La revista Bohemia, la más popular y de mayor circulación en Cuba por entonces, que en plena dictadura de Fulgencio Batista apoyó la revolución encabezada por Fidel Castro, el 11 de enero de 1959 publicó una edición especial, con una tirada de un millón de ejemplares, que se agotó en pocas horas, sobre lo que había sido la lucha contra aquella dictadura. Y dedicó grandes reportajes a estos hechos, y a los juicios que se les hacían a los acusados en los llamados "tribunales revolucionarios", formados por oficiales del Ejército Rebelde. En los archivos de Bohemia, al pasar a manos del gobierno de Castro en 1961, se encontraron unas setecientas fotos de los fusilamientos de aquel período. Años después, a quien quisiera repasar o consultar aquellos ejemplares de la revista, se le exigía una carta de autorización del Departamento de Historia del Partido Comunista de Cuba.

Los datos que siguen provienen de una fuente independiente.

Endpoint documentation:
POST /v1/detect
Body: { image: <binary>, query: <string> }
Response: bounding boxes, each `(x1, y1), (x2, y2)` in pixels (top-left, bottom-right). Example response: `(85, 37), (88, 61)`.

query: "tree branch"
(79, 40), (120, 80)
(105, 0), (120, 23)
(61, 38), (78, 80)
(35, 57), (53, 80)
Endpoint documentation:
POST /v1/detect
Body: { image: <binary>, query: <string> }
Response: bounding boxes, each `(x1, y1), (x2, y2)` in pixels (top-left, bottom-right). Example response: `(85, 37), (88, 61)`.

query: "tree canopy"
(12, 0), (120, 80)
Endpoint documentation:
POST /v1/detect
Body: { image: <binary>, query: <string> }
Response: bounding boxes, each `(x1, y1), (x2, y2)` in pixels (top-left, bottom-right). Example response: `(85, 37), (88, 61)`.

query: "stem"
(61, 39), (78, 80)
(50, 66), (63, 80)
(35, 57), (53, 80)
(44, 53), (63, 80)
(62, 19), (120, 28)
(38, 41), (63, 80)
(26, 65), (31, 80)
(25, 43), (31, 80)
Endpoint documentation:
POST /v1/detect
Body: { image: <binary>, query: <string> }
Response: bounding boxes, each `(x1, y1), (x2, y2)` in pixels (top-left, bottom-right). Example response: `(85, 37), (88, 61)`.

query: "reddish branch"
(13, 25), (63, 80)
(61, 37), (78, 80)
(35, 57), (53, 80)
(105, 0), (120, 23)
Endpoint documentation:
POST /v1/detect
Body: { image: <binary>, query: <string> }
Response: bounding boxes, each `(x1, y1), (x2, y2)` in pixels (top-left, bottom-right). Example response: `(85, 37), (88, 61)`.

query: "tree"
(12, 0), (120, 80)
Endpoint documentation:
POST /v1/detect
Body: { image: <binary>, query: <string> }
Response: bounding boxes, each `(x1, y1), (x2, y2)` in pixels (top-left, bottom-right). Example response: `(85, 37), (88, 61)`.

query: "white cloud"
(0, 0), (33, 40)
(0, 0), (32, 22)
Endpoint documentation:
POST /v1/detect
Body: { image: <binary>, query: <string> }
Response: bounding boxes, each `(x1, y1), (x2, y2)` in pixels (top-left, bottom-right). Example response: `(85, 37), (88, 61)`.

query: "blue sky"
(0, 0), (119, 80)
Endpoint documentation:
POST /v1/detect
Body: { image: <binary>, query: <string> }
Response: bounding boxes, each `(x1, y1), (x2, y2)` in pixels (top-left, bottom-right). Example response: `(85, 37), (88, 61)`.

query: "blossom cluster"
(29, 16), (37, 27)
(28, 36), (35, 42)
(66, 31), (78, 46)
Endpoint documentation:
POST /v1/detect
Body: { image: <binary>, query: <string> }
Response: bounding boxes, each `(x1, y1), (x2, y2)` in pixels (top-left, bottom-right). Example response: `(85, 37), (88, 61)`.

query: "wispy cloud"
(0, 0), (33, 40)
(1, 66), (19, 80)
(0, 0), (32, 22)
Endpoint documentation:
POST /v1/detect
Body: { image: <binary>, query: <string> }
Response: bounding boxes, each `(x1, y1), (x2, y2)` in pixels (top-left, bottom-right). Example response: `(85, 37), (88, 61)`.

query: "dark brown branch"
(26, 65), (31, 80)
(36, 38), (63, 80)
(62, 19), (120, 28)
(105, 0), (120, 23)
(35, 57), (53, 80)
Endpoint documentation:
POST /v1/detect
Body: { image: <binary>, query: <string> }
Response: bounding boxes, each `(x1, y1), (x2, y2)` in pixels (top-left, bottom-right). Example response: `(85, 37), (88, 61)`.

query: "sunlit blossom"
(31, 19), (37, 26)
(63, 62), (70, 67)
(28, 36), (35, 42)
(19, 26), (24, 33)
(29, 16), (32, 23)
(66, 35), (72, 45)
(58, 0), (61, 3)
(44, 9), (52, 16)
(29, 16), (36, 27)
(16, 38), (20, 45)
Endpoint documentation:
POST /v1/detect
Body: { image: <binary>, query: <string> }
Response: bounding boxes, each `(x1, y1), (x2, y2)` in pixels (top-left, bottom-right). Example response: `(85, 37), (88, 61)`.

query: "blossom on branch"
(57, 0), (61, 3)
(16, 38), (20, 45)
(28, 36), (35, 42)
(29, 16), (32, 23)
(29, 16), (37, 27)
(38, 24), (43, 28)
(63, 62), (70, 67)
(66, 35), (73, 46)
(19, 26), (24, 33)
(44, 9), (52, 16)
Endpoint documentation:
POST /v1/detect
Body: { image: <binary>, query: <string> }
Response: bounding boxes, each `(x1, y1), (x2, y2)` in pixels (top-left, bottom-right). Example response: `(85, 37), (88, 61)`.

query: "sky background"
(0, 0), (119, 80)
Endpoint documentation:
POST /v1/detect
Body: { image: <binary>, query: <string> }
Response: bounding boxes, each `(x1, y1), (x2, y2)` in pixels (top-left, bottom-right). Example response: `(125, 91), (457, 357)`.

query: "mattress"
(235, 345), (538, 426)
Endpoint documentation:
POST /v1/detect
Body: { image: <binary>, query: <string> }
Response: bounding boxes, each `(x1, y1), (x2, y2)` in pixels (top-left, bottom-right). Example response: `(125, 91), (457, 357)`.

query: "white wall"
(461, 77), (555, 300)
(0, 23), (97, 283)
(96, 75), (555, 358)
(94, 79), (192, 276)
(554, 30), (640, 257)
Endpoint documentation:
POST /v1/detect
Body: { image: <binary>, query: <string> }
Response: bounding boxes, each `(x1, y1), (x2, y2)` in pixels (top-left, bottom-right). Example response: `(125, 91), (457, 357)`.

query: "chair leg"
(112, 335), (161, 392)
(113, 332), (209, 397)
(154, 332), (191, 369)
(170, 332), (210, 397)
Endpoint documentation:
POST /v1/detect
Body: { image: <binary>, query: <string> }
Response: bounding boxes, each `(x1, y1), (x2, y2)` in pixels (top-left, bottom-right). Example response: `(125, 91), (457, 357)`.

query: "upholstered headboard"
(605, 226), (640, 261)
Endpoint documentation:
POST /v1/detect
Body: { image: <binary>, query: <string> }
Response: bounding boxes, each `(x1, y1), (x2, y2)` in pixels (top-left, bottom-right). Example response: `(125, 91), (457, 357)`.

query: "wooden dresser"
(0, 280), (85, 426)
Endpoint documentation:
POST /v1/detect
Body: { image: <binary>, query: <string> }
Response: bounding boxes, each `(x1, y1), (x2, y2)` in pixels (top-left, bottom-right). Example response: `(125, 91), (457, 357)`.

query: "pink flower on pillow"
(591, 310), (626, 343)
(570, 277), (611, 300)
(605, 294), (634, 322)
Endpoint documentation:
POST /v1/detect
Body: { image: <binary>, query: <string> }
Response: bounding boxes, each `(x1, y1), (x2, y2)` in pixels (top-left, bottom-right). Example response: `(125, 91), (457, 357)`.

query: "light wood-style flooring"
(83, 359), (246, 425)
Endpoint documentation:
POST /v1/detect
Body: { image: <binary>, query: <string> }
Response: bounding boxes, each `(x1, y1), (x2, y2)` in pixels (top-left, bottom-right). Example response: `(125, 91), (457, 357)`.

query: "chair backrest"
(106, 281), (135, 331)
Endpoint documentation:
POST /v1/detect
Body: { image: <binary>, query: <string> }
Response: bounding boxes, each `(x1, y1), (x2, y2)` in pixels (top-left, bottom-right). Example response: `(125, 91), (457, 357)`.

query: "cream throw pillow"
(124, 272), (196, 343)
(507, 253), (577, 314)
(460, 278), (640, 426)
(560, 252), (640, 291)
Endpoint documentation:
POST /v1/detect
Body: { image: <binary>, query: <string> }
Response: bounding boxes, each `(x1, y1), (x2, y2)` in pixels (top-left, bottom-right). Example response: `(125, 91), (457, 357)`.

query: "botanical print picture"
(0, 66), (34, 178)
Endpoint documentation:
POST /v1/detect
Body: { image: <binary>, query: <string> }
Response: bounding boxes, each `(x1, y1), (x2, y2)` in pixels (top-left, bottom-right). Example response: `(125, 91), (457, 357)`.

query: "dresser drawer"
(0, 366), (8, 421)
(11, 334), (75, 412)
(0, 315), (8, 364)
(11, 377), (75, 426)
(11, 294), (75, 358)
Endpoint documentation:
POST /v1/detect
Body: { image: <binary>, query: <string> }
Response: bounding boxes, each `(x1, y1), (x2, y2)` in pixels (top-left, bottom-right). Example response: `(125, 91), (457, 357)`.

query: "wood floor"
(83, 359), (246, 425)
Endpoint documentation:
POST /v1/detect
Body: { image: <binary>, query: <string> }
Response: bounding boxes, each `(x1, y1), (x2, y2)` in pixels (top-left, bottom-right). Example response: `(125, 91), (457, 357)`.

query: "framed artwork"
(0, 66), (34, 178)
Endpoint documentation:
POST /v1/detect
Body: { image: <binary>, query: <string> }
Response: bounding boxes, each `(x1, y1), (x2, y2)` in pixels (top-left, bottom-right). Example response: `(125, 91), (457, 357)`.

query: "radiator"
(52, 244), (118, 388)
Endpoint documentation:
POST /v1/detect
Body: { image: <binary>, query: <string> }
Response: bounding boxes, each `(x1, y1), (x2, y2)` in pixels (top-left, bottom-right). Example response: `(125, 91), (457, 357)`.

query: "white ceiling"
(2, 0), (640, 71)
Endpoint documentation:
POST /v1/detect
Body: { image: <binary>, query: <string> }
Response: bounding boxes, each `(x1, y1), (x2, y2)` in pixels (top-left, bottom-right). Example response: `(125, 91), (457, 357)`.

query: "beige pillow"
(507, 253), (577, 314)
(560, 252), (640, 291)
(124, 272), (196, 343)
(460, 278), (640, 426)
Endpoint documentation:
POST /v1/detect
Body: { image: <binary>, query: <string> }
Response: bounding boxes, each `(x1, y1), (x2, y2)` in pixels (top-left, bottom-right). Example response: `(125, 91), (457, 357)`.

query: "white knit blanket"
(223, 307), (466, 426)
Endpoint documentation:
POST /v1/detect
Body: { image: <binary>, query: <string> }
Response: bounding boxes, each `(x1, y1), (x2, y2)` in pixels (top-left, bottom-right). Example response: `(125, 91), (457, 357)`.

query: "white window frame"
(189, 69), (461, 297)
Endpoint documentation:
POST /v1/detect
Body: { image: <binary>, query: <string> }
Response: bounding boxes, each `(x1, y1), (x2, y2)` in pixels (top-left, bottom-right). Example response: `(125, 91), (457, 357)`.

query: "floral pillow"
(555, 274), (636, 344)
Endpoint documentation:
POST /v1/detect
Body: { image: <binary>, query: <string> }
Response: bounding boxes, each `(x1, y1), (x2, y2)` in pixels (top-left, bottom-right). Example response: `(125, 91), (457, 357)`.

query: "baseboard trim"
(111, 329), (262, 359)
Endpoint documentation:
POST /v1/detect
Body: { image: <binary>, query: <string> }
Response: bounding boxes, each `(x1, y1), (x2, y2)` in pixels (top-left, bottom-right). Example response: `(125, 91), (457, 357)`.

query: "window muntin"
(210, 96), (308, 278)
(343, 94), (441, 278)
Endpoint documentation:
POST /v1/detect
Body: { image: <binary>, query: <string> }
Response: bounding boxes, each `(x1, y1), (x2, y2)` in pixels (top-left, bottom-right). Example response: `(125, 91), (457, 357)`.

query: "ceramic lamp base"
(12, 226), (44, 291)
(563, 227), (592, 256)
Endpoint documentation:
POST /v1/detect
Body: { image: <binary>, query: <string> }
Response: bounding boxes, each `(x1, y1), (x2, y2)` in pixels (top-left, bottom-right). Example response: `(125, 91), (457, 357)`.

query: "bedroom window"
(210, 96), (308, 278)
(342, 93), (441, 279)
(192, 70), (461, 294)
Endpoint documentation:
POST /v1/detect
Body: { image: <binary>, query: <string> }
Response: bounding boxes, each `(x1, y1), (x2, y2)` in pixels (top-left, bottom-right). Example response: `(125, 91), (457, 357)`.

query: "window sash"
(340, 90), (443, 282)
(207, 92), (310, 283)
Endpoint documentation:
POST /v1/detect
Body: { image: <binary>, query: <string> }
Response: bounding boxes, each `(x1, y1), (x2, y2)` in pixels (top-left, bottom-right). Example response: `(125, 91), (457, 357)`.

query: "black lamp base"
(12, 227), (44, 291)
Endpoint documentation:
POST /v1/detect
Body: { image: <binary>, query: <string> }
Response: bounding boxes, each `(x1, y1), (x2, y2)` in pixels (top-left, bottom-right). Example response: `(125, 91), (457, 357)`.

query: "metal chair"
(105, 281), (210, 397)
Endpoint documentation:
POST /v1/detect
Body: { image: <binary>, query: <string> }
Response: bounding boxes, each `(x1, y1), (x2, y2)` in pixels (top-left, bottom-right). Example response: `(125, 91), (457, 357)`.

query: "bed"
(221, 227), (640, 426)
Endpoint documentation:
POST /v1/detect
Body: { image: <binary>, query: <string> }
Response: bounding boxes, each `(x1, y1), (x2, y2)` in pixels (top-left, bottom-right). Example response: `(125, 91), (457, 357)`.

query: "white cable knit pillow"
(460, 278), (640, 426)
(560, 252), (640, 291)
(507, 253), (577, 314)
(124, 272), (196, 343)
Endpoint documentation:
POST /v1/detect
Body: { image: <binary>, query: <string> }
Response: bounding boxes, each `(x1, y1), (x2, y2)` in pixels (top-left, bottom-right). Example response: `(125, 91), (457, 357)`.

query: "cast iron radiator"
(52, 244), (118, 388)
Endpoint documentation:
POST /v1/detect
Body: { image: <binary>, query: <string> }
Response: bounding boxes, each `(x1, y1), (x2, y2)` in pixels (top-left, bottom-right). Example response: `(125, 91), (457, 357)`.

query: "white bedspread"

En la Asamblea General de las Naciones Unidas, el 11 de diciembre de 1964 el comandante Che Guevara declaró: "Fusilamientos, sí, hemos fusilado, fusilamos y seguiremos fusilando mientras sea necesario. Nuestra lucha es una lucha a muerte". En un informe presentado ante la Comisión Interamericana de Derechos Humanos de la OEA hace ocho años, se denunciaba que en Cuba en cuarenta años el régimen castrista fusiló a 44.700 cubanos y cubanas, lo que arroja un promedio de 1.118 por año.
Los procesos criminales que conducían a la ejecución carecían de garantía alguna de imparcialidad. No la había en la naturaleza misma del órgano encargado de decidir sobre la vida o muerte del inculpado. Esos órganos fueron primero los tribunales militares o revolucionarios, incapacitados por su propia índole para juzgar con objetividad, y más tarde los tribunales populares, dependientes del Consejo de Estado y la Asamblea Nacional, y renuentes por ello a apartarse de las instrucciones tácitas o explícitas que recibían. […] Tampoco eran adecuados los procedimientos que se seguían. Los acusados de delitos contrarrevolucionarios no tenían derecho al recurso de habeas corpus ni podían invocar las otras garantías procesales que se reconocen en otros países. Los juicios se tramitaban en forma sumaria o sumarísima y las apelaciones se hacían al principio ante el mismo tribunal que dictaba la condena. En la mayor parte de los casos las sentencias se basaban exclusivamente en los alegatos del fiscal o en los informes que posteriormente rendían los órganos de la Seguridad del Estado. Todavía hoy la Constitución reformada en 1992 permite que las leyes penales tengan efecto retroactivo "cuando así lo dispongan por razón de interés social o utilidad pública".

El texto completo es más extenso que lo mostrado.